For context, VanHouweling said slightly less than 30,000 people have been tested in Nevada — a figure the UMC lab would be able to match in just three days.

But as the number of tests rapidly grows, it is inevitable that so too will the number of positive cases.

“We clearly will see the raw numbers go up. We’re probably going to have a little bit of yo-yoing back and forth,” VanHouweling said. “As we test more, or we open gradually, you’ll see a little bit more, and then let’s manage it and bring it down.”

Health Officer Dr. Fermin Leguen, with the Southern Nevada Health District, said the likelihood thta positive cases will rise reflects the complexity of the issue that officials are facing, pointing to federal guidelines that recommend starting to reopen when there have been 14 consecutive days of decreased case numbers.

But VanHouweling said he is more concerned about percentages, while Leguen said that increased testing will teach health officials what proportion of a community is not identified because they have no symptoms.
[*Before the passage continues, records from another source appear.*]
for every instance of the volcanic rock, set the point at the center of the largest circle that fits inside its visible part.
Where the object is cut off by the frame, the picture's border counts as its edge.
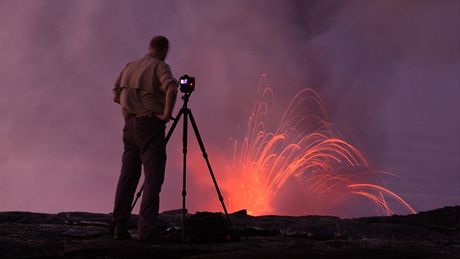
(432, 234)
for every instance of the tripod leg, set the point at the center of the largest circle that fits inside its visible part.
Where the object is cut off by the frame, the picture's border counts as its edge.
(171, 130)
(184, 151)
(205, 155)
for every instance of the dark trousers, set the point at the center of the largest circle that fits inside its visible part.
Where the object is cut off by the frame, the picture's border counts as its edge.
(144, 145)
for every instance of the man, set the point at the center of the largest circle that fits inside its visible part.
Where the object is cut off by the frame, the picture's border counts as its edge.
(146, 91)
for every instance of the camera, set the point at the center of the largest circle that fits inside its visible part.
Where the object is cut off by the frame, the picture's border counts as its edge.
(187, 84)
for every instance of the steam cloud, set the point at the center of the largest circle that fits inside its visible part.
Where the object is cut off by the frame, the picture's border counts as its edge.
(388, 71)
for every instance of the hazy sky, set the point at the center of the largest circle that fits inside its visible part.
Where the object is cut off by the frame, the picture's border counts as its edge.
(388, 72)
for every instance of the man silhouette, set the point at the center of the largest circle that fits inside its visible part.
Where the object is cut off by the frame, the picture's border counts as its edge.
(146, 91)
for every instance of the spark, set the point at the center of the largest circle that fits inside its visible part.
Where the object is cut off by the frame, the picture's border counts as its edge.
(307, 149)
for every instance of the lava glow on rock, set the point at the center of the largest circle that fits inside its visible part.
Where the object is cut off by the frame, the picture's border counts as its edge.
(305, 152)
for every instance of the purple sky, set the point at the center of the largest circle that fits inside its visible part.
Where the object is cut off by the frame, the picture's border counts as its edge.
(388, 72)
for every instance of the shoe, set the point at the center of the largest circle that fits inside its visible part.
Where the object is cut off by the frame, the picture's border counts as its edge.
(120, 231)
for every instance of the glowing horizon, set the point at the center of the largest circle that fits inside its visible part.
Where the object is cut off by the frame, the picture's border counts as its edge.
(305, 147)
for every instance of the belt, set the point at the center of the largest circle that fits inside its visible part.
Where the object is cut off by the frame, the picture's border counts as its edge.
(132, 115)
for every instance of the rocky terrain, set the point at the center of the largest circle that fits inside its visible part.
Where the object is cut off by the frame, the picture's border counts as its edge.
(432, 234)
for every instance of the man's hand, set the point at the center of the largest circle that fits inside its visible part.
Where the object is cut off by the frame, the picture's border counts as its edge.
(164, 117)
(171, 93)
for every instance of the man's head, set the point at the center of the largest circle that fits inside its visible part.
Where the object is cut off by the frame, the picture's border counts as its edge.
(159, 46)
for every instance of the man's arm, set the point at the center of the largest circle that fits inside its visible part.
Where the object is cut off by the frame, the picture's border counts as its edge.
(171, 94)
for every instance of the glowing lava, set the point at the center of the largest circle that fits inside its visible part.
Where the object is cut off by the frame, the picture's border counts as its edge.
(302, 166)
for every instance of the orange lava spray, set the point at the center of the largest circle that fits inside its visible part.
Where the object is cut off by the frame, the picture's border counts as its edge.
(307, 152)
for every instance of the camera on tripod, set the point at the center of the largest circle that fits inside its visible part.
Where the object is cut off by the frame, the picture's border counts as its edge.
(187, 84)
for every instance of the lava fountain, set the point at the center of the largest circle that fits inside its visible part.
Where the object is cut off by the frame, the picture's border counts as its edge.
(303, 160)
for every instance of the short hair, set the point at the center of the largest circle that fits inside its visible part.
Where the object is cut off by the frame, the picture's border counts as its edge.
(159, 43)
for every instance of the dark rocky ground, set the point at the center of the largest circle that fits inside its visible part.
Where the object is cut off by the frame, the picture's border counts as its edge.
(432, 234)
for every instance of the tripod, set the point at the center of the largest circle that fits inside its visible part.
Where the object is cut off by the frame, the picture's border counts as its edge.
(187, 113)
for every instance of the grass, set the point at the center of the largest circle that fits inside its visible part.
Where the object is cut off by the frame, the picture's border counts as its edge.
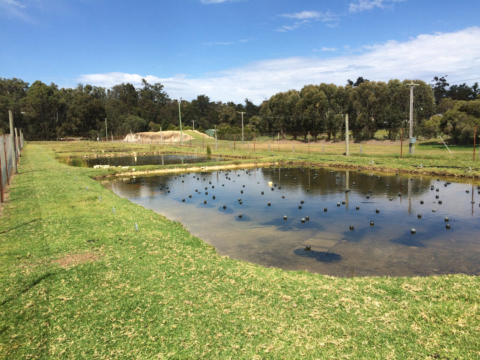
(78, 281)
(429, 158)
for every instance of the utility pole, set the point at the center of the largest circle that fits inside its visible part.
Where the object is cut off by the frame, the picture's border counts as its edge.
(410, 134)
(180, 120)
(242, 112)
(347, 145)
(12, 137)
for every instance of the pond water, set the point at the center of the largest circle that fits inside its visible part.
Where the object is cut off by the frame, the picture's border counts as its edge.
(132, 160)
(343, 223)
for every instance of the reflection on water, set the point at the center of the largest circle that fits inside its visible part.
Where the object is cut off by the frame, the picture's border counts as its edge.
(333, 222)
(138, 160)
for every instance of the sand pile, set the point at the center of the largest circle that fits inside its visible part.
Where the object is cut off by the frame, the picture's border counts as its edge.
(169, 137)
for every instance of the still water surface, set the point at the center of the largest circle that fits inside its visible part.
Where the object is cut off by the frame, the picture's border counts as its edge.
(160, 159)
(343, 223)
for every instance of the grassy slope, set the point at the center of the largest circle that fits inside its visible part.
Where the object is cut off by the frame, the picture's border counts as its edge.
(160, 292)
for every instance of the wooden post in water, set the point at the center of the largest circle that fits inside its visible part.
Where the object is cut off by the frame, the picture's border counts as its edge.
(401, 142)
(347, 145)
(1, 182)
(474, 141)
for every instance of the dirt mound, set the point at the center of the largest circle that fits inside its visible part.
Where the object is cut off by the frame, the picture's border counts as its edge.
(169, 137)
(201, 134)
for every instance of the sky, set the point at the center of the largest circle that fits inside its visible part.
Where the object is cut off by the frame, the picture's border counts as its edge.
(231, 50)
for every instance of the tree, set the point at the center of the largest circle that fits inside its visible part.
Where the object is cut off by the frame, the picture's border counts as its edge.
(440, 88)
(12, 94)
(459, 121)
(41, 104)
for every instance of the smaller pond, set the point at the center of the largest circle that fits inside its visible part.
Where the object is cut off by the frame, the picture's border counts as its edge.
(138, 160)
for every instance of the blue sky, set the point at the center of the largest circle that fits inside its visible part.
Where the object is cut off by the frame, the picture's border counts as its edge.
(237, 49)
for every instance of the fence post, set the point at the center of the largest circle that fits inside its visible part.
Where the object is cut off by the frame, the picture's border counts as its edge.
(6, 159)
(1, 181)
(10, 118)
(17, 145)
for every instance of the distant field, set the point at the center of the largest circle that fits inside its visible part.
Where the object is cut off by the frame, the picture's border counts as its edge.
(86, 274)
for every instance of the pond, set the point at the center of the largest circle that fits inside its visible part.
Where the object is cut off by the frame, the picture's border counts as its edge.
(138, 160)
(342, 223)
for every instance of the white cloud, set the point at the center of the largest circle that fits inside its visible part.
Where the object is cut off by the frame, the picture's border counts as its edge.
(13, 8)
(456, 54)
(302, 15)
(363, 5)
(306, 17)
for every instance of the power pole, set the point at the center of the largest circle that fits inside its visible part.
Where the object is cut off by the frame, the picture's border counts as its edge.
(347, 145)
(180, 120)
(242, 112)
(12, 136)
(410, 134)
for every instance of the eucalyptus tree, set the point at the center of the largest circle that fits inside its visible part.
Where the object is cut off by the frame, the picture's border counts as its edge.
(12, 94)
(40, 111)
(313, 106)
(368, 101)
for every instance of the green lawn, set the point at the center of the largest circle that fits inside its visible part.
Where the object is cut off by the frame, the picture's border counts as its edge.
(78, 280)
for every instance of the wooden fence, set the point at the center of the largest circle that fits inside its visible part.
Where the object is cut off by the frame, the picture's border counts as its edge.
(11, 146)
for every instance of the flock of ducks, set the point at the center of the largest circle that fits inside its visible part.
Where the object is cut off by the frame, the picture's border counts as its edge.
(201, 179)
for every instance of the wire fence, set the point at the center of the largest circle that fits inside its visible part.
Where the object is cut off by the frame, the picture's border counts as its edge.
(11, 146)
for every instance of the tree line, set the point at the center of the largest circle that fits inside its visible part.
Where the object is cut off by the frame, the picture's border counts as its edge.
(47, 112)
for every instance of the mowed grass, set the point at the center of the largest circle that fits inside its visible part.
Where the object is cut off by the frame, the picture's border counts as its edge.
(78, 280)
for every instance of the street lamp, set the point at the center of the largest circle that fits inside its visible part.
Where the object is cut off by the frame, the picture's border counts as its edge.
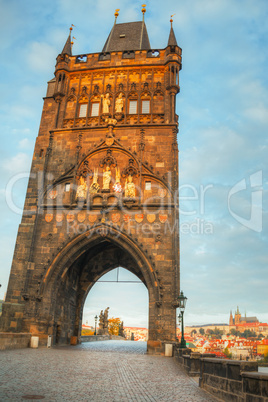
(182, 304)
(179, 321)
(96, 319)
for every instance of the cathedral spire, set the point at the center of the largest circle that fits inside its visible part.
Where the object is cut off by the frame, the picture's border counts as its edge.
(172, 38)
(68, 45)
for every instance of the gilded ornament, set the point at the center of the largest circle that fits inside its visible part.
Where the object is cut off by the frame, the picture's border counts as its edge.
(130, 189)
(106, 178)
(70, 217)
(94, 188)
(115, 217)
(163, 217)
(139, 218)
(151, 218)
(81, 216)
(81, 192)
(117, 186)
(92, 218)
(59, 218)
(48, 217)
(126, 218)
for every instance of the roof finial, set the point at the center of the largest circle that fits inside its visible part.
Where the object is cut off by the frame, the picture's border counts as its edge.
(143, 10)
(116, 14)
(71, 28)
(72, 41)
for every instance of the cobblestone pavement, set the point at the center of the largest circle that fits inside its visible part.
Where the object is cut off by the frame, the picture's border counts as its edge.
(111, 371)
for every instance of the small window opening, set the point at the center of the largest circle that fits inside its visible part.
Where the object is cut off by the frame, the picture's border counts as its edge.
(148, 185)
(95, 109)
(132, 107)
(83, 110)
(145, 107)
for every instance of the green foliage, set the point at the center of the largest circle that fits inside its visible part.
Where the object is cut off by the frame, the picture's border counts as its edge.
(227, 353)
(249, 334)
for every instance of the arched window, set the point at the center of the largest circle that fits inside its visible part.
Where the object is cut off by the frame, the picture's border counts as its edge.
(133, 103)
(82, 110)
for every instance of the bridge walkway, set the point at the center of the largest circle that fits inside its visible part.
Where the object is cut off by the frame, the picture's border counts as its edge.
(111, 371)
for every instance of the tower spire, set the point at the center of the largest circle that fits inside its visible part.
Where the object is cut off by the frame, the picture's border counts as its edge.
(143, 10)
(68, 45)
(172, 38)
(116, 14)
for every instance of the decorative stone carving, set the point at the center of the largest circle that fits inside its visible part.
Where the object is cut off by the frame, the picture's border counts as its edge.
(117, 186)
(106, 178)
(81, 192)
(106, 103)
(108, 160)
(130, 189)
(94, 188)
(119, 103)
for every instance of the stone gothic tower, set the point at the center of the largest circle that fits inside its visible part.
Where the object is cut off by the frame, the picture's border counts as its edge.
(103, 188)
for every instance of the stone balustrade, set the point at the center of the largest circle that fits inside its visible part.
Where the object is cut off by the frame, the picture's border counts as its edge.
(228, 380)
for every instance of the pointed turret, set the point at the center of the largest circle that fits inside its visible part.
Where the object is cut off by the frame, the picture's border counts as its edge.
(127, 36)
(231, 319)
(68, 45)
(172, 38)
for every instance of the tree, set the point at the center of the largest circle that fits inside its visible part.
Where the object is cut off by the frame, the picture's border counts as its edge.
(113, 326)
(227, 353)
(87, 332)
(249, 334)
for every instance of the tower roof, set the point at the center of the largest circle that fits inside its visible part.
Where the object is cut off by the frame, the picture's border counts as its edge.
(127, 36)
(172, 38)
(68, 46)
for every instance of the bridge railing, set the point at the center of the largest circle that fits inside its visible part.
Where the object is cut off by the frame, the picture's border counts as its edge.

Tests are only given right now to individuals who have symptoms and a doctor’s order. Officials are still working out who will be tested, when and where, but they promised Tuesday to have more details soon.

County Commission Chairwoman Marilyn Kirkpatrick framed expanded testing as a long-term plan, saying it matters to residents and tourists and that officials can track and research results while continuing to advocate for basic public health measures well after the plateau is reached.

“Nobody wants to open all the doors tomorrow and then have to turn around and close them in 30 days,” she said, describing a plan to reopen that instead will be done methodically.

‘Right direction’

Meanwhile, VanHouweling said Tuesday that UMC was in a good situation as it responds to the pandemic.

Now at 40 percent, ventilator use “continues to tick down day after day, week after week,” he said, while acute care and ICU beds were 65 percent and 76 percent occupied, respectively.

Hospital staffing levels are stable, he added, and there was a moderate need for personal protective equipment, with about seven to 14 days worth on hand.

“It’s all moving in the right direction,” he said.